From my Letterboxd account:
I think the greatest backslide in popular culture may be the internet age ushering in the arrival of “things you recognize” as a marketable, profitable subject for creative content. Few things gross me out, deep down into the pits of my soul and body, like being pandered to by some cynical company who thought (not without cause), “we can show these hogs a bunch of references to their glory days and they’ll open their wallets and shake out all the cash until there’s nothing left.”
That’s all this movie is. I understand it is based on a book. Without having read the book, I can confidently say, that’s all the book is, too.
This is a worse version of A Christmas Story. The premise (a middle-aged man recounts his youth and the thing he really wanted, and got after some shenanigans, for Christmas). Without any of the humor, charisma, visual aesthetic, or feeling of the era it means to capture, this is a shittier, less sincere version of A Christmas Story.
If you were wondering, “I wonder what Steve Zahn’s been up to since the early 2000’s,” then this movie may have something to offer you.
If you have the sort of brain damage that makes it impossible to remember the other Christmas films in your life, then you might enjoy this movie as an original and kind of pleasant little trip back to the games, boomboxes, haircuts, thick glasses and bedroom posters of your childhood. And then, recognizing those things, you’ll exclaim, “I recognize those things!” and log into Letterboxd to rate the film between 4 and 5 stars out of 5.
For everyone else though, you’ll find nothing but a bloodless, disingenuous cash grab targeting that weird marketing Venn diagram of millennials and the children they want to force to experience the things they liked when they were children themselves. But millennials won’t enjoy this film because it isn’t good. And children won’t enjoy it because they only enjoy classic gaming references in the form of Scott The Woz videos on YouTube.
I’m giving this film a 2 out of 10 and calling it Bad.
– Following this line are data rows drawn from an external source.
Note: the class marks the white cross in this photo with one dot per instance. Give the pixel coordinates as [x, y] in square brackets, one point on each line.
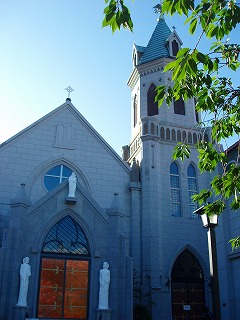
[69, 90]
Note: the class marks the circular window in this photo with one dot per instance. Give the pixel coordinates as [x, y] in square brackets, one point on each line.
[55, 176]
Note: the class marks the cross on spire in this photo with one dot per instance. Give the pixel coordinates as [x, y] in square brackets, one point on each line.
[158, 10]
[69, 90]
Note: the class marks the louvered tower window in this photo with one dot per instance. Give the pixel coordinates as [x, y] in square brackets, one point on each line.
[175, 190]
[152, 105]
[192, 189]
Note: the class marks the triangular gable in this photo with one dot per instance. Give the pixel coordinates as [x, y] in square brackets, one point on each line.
[59, 194]
[71, 108]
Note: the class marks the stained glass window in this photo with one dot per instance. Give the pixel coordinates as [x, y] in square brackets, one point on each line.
[66, 237]
[63, 291]
[55, 176]
[179, 106]
[175, 190]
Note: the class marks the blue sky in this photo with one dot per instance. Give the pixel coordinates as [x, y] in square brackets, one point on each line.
[48, 45]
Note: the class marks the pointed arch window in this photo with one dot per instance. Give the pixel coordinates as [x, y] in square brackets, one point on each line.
[175, 190]
[192, 189]
[135, 110]
[64, 272]
[152, 105]
[179, 106]
[175, 48]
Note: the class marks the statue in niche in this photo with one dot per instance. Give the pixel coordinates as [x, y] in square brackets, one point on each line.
[72, 183]
[25, 273]
[104, 280]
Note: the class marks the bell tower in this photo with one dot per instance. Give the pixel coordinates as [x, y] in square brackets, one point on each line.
[175, 123]
[163, 218]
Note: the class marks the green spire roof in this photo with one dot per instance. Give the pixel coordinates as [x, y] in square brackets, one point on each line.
[156, 47]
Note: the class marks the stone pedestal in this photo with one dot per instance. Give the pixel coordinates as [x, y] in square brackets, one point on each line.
[19, 312]
[104, 314]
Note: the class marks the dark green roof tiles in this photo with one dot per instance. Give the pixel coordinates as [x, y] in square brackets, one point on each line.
[157, 45]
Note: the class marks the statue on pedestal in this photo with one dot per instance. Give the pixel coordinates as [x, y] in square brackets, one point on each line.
[25, 273]
[104, 280]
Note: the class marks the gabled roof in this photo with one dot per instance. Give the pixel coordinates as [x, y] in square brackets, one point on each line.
[69, 106]
[157, 45]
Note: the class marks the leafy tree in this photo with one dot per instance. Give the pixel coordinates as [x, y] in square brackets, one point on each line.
[196, 74]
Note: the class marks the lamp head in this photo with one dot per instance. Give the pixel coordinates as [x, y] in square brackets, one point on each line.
[207, 220]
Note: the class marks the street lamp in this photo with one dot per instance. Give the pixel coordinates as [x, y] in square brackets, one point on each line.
[210, 222]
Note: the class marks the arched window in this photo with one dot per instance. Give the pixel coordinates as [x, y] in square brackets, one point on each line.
[152, 105]
[168, 134]
[64, 272]
[179, 138]
[175, 48]
[175, 190]
[189, 137]
[162, 133]
[179, 106]
[56, 175]
[135, 110]
[173, 135]
[152, 128]
[192, 189]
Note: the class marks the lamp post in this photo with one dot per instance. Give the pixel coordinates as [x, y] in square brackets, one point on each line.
[210, 222]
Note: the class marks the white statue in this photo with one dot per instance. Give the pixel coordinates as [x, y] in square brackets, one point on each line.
[104, 279]
[72, 182]
[25, 273]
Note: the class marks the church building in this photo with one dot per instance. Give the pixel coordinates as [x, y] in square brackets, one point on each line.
[133, 215]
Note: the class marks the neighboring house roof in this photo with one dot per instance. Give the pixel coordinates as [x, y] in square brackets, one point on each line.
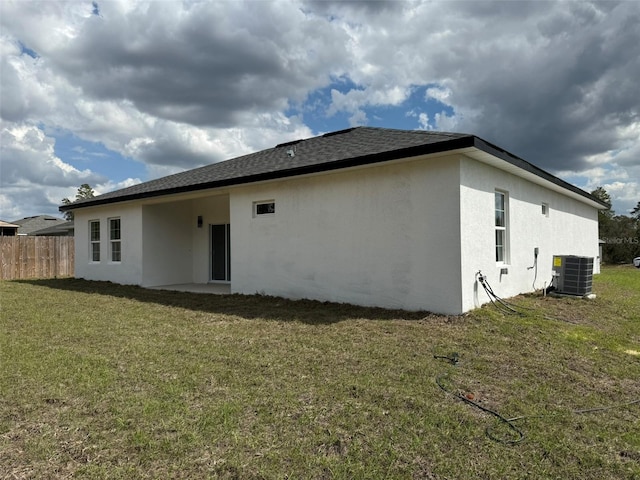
[332, 151]
[60, 229]
[7, 228]
[7, 224]
[28, 225]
It is a pandering and joyless at the same time, seeking to target the Ready Player One market without bothering to scrounge together any references, jokes, or high stakes. It wants to get you in the door on its name alone, and it gives up trying immediately after. The only thing going for this movie is its availability on HBO Max. If I’d had to pay a ticket price for this movie I would have left the theater in a real huff.